Secondo atto. Dunque, che fare? Pascale ha delle proposte: parla ad esempio di revisione del biologico e verifica dei cosiddetti agro-farmaci biologici, di sfruttamento totale delle risorse investite dalle multinazionali per la produzione di agro-farmaci, d’introduzione della lotta biologica integrata ovvero dell’analisi esatta dell’esigenze delle singole piante coltivate, delle mutazioni genetiche indotte per il cambiamento e miglioramento naturale dei vegetali. Eppure, il problema principale resta uno: la paura del cambiamento, l’eccessivo attaccamento al passato, visto come unico valore da conservare e mantenere immutato anche se, ormai, per certi versi, si rivela obsoleto.
Terzo atto. C’è bisogno di smontare le convinzioni per poter dare il via al vero cambiamento.

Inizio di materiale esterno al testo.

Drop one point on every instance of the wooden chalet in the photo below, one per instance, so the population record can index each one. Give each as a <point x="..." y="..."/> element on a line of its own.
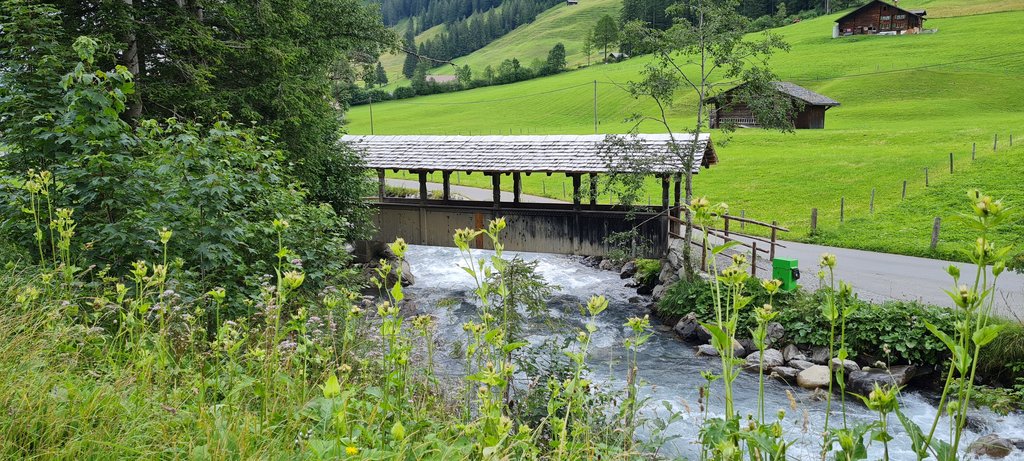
<point x="728" y="108"/>
<point x="879" y="17"/>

“È importante sia perché le persone devono uscire dalla povertà, sia perché abbiamo bisogno di un’agricoltura migliore, sia perché le multinazionali devono essere messe in condizione di produrre senza panico, sia perché dobbiamo rispettare la memoria di mio nonno. Perché se mio nonno si svegliasse, tornasse in vita, (…) sono sicuro che s’iscriverebbe a scuola, sono sicuro, vorrebbe imparare a parlare, farebbe le cose che fanno tutti. Sarebbe brutto se appena imparasse a leggere gli capitasse un articolo sui bei tempi andati, quando l’agricoltura era più sana e i prodotti erano migliori. E mio nonno direbbe sicuramente ‘Tutto qua? Dopo quarant’anni stanno al punto di partenza?’ Inventiamoci qualche altra cosa. Io invito voi tutti a inventarci qualche altra cosa”.
Conclude così Pascale, con un sorriso incoraggiante e la speranza in un prossimo cambiamento. Ora sta a noi decidere se portare o meno a compimento questo terzo atto.